Wunderblock -- Der letzte und endgültige Schweizer Roman

Von Ursula von Arx

MISSA LIBRI ANTE PORTAS: Die Buchmesse steht vor der Tür. Wie also noch schnell den existentiellsten, radikalsten, dicksten Schweizer Roman schreiben? Ganz einfach: Sie brauchen dazu einen Computer, einen typischen Schweizer Romananfangssatz und eine Prise Zyankali.
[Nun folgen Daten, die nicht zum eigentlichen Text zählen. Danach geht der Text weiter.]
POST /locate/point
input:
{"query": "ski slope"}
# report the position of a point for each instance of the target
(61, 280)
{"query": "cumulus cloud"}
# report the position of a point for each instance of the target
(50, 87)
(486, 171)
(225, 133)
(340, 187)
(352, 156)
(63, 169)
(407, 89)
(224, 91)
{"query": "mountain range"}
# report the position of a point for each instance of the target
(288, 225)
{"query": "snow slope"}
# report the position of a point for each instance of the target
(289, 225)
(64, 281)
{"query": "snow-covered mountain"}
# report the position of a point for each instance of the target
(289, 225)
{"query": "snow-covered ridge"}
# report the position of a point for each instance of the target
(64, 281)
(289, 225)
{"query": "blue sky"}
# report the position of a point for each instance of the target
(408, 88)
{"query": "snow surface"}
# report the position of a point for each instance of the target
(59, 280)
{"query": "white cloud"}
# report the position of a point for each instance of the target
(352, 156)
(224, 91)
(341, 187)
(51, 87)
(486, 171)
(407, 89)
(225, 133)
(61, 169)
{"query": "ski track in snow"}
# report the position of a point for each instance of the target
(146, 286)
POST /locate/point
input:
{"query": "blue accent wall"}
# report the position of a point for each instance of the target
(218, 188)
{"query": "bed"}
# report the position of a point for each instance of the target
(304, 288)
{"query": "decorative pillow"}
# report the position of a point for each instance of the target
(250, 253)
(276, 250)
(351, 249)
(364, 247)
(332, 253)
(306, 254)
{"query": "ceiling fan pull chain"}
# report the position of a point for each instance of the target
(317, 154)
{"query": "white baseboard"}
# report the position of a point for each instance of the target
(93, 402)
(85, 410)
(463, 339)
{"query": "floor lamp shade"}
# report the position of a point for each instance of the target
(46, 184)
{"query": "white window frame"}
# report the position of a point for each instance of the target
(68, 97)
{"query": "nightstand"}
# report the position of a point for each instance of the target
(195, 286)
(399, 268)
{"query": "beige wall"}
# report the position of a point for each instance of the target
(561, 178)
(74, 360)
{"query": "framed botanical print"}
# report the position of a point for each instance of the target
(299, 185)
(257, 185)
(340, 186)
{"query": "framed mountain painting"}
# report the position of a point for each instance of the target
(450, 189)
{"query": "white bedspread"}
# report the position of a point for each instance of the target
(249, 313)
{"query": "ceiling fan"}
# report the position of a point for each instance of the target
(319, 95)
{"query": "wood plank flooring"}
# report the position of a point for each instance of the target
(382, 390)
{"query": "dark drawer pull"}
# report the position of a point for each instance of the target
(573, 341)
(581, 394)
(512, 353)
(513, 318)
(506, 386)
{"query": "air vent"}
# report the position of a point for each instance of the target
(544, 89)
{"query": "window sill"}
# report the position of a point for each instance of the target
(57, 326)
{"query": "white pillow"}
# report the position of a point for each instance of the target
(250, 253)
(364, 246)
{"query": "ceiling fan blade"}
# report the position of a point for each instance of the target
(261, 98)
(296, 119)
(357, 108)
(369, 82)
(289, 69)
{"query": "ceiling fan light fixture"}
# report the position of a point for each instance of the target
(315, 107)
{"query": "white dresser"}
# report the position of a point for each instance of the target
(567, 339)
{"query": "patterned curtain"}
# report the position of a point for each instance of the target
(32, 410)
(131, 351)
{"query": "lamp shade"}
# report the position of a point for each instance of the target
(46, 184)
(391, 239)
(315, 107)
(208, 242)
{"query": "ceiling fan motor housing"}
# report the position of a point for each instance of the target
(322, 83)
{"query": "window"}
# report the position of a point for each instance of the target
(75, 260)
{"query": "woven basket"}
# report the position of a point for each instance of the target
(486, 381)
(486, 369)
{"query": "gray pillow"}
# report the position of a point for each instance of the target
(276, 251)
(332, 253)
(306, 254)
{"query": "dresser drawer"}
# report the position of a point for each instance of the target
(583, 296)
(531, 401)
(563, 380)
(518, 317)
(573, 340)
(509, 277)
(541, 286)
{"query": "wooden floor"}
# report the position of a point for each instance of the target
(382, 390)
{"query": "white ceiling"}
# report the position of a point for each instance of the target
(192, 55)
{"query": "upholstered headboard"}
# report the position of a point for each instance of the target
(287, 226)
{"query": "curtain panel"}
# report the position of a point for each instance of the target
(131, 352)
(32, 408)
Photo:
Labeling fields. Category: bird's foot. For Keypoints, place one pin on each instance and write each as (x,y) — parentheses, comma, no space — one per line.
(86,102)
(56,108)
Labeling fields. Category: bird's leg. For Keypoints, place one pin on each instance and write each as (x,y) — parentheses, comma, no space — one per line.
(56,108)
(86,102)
Und so wird es gemacht: Sie schliessen sich in ein Zimmer ein, starten den Computer auf. In den Computer schreiben Sie den typischen Schweizerromananfangssatz: «Ich bin nicht Klotz.» Dann nehmen Sie das Zyankali und brechen mit der Nase voran über der Tastatur zusammen. Der Buchstabe, auf dem die Nase landet, wird rollen: «. . . nicht Klotzggggggggggggggggggggggggggggggggggggggggggggggggg ggggggggggggggggggg.» Danach, mit der Verwesung der Nase, wird etwa auf Seite 20 000 das Gewicht auf den Backenknochen verlagert werden: «gggggggrrrrrrrrrrrrrrr rrrrrrrrrrrrrrrrrrrrrrrrrrrrrrrrrrrrrrrrrrrrrrrrrrrrrrrrrrrrrrrrrrrrrrr rrrrrrrrrrrrrrrrrrrrrrrrrrrrrrrrrr.» Bei Seite 50 000 werden Sie von jemandem gefunden.

In den «Oberländer Nachrichten» ist zwei Tage später zu lesen: «Noch nie wurde die Monumentalität des Todes in einem Schweizer Roman so existentiell, so radikal und so ultimativ dargestellt.»